Sadly, the two never had a chance against their respective ailments. Joe never woke up after falling asleep on his sunset night, the result of an undiagnosed heart ailment. For Patrick, his sunset was brought on by the type of cancer that typically ends up detected far too late to recover from. In both their cases, they were far too young (straddling either side of 40) when they died and their passing far too sudden.
In Joe’s case, several of our running-circle friends traveled from all parts of the country to meet up with his family at his memorial, and later that year we paid more tribute in sweat and miles. On a spectacular day, a gaggle of us paid homage by tackling North Carolina’s Outer Banks Marathon. In my case, the challenge was a bit more acute, as I had gone from close to ground zero to marathon distance in 12 weeks (not a recommended training protocol, nor something I could pull off now) but inspiration from Joe as well as the camaraderie of friends pulled me through.
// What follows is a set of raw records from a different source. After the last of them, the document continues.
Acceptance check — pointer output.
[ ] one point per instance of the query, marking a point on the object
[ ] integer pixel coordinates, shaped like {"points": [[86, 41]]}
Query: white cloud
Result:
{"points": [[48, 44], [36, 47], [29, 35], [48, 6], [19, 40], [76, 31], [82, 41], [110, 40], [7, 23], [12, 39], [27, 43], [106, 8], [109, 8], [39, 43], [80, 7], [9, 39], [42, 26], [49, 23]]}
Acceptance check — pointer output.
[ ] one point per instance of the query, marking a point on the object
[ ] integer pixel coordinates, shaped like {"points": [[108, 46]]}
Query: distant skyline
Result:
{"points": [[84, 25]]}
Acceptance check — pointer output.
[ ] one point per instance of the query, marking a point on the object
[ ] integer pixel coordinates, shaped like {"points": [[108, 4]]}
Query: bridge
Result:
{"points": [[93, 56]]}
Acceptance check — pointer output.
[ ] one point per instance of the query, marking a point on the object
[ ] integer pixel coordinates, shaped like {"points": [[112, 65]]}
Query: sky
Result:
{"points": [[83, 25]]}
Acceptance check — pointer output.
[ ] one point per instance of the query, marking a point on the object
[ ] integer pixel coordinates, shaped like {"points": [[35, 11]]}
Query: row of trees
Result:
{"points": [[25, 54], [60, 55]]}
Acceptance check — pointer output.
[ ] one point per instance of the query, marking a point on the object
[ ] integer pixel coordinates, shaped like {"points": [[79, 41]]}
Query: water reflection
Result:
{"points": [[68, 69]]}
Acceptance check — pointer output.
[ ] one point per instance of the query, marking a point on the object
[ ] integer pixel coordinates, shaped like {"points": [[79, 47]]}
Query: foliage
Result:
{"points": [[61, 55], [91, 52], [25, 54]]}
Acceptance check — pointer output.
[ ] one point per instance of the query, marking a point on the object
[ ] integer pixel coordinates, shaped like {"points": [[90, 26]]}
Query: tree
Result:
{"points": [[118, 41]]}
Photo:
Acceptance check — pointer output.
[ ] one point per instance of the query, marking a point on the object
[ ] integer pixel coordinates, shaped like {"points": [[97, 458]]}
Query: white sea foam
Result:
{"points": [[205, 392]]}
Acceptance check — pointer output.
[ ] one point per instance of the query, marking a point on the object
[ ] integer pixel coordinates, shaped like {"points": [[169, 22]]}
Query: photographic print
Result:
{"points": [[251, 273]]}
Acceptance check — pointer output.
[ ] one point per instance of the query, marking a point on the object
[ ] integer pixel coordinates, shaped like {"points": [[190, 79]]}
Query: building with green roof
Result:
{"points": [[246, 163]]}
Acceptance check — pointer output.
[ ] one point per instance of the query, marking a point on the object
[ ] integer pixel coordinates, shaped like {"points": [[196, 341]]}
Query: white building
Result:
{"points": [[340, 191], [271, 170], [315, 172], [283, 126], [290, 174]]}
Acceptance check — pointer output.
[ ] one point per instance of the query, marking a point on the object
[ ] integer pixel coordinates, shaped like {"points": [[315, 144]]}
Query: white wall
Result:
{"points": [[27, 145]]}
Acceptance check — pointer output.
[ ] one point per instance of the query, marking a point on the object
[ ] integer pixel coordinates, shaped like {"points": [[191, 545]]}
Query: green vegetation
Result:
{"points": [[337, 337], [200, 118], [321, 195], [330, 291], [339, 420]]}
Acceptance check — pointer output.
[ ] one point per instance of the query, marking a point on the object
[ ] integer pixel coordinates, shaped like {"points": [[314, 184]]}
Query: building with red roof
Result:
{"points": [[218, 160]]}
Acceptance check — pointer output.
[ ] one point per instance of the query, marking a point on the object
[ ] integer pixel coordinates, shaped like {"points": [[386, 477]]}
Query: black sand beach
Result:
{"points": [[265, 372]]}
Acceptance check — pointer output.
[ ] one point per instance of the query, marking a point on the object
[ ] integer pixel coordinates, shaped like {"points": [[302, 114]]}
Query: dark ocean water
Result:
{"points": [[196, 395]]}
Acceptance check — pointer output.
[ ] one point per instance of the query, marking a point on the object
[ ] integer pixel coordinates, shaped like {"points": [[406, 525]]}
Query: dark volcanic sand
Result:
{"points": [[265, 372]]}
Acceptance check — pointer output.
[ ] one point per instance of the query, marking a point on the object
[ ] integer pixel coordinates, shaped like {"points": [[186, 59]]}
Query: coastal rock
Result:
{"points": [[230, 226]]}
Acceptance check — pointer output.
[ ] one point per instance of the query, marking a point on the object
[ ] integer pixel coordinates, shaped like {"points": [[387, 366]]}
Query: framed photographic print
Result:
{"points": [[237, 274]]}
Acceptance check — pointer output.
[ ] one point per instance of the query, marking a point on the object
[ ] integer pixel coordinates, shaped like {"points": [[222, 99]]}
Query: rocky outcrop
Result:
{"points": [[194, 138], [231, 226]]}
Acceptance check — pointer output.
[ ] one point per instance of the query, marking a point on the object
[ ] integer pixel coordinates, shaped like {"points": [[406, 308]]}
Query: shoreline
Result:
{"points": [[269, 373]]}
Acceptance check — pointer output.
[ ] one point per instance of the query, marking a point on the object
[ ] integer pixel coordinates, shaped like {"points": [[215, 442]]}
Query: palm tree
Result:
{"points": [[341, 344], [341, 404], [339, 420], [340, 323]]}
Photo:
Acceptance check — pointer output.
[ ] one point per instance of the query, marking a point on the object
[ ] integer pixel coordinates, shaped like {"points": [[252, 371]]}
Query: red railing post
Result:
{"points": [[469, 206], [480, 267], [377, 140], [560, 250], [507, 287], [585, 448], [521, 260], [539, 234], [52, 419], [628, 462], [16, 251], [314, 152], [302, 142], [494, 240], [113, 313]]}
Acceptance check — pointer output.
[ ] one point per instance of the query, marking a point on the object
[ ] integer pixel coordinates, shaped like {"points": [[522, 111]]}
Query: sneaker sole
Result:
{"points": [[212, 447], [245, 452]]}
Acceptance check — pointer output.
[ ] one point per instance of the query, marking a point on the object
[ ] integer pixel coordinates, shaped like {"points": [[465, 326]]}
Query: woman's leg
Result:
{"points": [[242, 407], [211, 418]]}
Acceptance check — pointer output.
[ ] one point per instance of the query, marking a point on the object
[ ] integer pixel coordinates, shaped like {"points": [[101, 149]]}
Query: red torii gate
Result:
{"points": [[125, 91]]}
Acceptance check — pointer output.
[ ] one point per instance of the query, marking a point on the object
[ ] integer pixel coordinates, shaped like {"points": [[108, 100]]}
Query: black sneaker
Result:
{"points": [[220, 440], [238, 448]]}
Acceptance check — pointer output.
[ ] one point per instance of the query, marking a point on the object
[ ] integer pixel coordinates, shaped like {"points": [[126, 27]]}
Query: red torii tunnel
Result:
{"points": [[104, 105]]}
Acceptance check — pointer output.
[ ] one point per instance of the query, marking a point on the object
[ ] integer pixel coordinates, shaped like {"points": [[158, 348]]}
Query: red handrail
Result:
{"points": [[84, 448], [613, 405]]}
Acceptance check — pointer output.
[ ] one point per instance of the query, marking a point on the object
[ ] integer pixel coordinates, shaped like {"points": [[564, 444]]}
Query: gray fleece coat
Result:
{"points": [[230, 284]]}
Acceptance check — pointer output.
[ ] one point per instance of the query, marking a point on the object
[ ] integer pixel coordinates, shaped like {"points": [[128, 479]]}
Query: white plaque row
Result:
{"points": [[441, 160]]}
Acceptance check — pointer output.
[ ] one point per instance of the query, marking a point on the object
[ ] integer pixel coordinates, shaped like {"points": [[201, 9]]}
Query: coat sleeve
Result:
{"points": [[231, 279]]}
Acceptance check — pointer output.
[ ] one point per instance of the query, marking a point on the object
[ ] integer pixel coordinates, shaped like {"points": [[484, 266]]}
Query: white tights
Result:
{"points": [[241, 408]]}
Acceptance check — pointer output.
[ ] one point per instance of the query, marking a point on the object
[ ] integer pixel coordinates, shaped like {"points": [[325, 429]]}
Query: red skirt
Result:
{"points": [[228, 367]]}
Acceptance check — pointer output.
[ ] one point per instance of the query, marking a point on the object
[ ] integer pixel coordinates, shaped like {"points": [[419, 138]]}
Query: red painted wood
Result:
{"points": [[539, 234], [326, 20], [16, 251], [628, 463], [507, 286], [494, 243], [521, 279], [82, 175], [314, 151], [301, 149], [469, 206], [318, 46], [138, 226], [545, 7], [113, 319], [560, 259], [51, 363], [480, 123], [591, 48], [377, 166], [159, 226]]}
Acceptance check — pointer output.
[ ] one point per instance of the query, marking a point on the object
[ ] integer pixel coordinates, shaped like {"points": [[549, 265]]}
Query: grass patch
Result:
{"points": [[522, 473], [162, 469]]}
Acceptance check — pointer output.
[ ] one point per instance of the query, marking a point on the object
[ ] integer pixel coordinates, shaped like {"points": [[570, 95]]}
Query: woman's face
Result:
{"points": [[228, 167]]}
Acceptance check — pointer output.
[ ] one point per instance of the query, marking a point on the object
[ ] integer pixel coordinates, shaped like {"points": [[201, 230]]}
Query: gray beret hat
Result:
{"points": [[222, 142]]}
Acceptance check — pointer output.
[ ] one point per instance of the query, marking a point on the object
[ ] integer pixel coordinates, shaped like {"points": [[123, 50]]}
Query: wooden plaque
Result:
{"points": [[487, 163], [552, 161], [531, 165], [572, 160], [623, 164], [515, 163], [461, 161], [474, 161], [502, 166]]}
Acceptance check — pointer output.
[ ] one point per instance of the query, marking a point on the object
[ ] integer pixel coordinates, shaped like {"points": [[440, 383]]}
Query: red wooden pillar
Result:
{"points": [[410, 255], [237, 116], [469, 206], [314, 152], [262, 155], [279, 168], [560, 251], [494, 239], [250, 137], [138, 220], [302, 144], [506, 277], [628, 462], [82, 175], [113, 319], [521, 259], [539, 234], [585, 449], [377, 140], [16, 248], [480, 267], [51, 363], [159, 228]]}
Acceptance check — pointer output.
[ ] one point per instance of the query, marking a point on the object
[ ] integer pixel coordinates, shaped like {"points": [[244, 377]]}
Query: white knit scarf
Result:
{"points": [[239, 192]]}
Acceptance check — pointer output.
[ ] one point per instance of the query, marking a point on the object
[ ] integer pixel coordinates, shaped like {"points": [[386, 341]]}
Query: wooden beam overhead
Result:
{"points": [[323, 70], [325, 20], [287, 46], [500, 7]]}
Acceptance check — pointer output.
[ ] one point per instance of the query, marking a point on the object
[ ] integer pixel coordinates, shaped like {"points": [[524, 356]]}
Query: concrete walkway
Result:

I actually used that momentum to knock out four marathons in four different states in less than a month-and-a-half, including one where I duplicated one of Joe’s more unique quirks by racing in a caveman costume (although in my case, I looked more like a gaunt Tarzan than a prehistoric pedestrian.) Even after a decade, we all still remember Joe on his birthday and the day of his passing, with those still running pumping out a few miles in his honor on that day. For me, I hope to use his memory as part of a bigger package to finally knock out that tenth, and most likely, final marathon.
With Patrick being part of our family, the situation is both more acute and long-term. The wake planned in a few days promises to be boisterous (he said he didn’t want any mopey folks at his send off) and full of emotion, but beyond that will be figuring out the new normal, providing support when and where we can with our family left behind by his untimely sunset.
As far as the blog and social media account, things will also return to a new normal as well next week. Until then, we’ll be shedding a few tears, exchanging hugs, and maybe cursing a bit at how life’s unfairness.
And of course, we’ll be raising many toasts our best friend, who I suspect is making friends and brewing some incredible beers in the next world as I type.